The nucleotide sequence of coat protein gene of CMV was 890 nucleotides which revealed more than 90% similarity with the CMV subgroup I strains (Haq et al., 1996) while CMV-EG isolate under study revealed 582 nucleotides of CP-sequence with 41% identified to AB024493 and D00542 satellite RNA CMV isolates.
The nucleotide sequence of cp gene for CMV-EG revealed that the highest content for Thymine (T) 154 (26.5%) followed by Guanine (G) 153 (26.3%), then Adenine (A) 138 (23.7%) and Cytosine 137 (23.5%).
Comparison between nitrogen bases composition of partial cp gene sequence for CMV-EG (Accession no. EU365893) and two CMV satellite RNA isolates published in GeneBank, AB024493 and D00542 (Hidaka et al., 1984) was done to determine A/T, G/C ratio as well as A+T and G+C percentage were 0.896, 1.116, 50.2 and 49.8% of CMV-EG., 0.909, 1.291, 43.3 and 56.7% of AB024493 and 0.715, 1.309, 47.4 and 52.6% to D00542, respectively.
Comparison between the predicted amino acids of partial cp gene sequence of CMV-EG has showed that, the type of amino acids consists of 20 amino acids. Leucine and serin have a high frequency and percentage 20 and 10.36%, respectively while tryptophan has a low frequency and percentage 1 and 0.51%.

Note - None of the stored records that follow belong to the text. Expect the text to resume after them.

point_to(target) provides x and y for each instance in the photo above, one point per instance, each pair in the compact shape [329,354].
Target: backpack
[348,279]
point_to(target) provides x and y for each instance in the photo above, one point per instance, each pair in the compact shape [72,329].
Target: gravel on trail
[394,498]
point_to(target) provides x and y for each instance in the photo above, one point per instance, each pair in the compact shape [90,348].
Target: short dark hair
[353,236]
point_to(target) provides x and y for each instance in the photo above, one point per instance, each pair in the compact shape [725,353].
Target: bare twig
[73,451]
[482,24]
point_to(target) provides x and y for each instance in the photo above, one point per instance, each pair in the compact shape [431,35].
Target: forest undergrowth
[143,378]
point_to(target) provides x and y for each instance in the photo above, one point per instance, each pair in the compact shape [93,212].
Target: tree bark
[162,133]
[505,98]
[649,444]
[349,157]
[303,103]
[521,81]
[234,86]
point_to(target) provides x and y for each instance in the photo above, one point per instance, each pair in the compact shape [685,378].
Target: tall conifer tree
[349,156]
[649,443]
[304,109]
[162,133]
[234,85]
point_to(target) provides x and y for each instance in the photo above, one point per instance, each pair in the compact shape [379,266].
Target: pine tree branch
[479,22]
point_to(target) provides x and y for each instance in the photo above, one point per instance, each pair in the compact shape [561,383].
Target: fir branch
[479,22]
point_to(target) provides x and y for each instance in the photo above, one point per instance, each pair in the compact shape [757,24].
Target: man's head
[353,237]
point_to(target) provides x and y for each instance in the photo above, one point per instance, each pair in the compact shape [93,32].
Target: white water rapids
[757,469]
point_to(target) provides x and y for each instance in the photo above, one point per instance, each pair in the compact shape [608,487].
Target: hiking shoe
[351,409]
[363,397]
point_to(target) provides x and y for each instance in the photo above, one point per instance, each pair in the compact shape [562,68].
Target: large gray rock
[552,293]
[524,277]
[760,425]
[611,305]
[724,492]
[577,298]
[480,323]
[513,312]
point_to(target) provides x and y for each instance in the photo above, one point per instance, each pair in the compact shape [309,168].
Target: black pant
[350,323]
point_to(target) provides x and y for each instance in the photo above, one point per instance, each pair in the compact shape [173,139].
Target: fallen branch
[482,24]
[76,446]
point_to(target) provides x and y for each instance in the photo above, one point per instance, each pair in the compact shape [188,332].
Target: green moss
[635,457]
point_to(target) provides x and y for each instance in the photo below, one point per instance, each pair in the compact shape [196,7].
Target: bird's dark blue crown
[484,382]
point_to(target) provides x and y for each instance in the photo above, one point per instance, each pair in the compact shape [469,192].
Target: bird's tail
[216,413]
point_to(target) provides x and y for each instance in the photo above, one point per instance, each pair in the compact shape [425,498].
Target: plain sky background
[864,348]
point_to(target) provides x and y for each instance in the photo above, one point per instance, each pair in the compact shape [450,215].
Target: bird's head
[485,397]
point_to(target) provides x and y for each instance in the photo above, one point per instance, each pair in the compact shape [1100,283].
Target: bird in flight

As the previous results, it was found that, the obtained CMV-EG isolate under study was differed from other common CMV isolates on biological characters symptomatology on cucumber, N. glutinosa and C. amaranticolor. On other hands, the obtained nucleotide sequence of CMV-EG had a similarity (41%) with different eleven satellite RNA Cucumber mosaic virus which published in GeneBank, so we suggest that, the obtained isolate is a satellite CMV and its nucleotide sequence was published in GeneBank with Accession no. EU365893 as a new Egyptian satellite strain of Cucumber mosaic cucumovirus.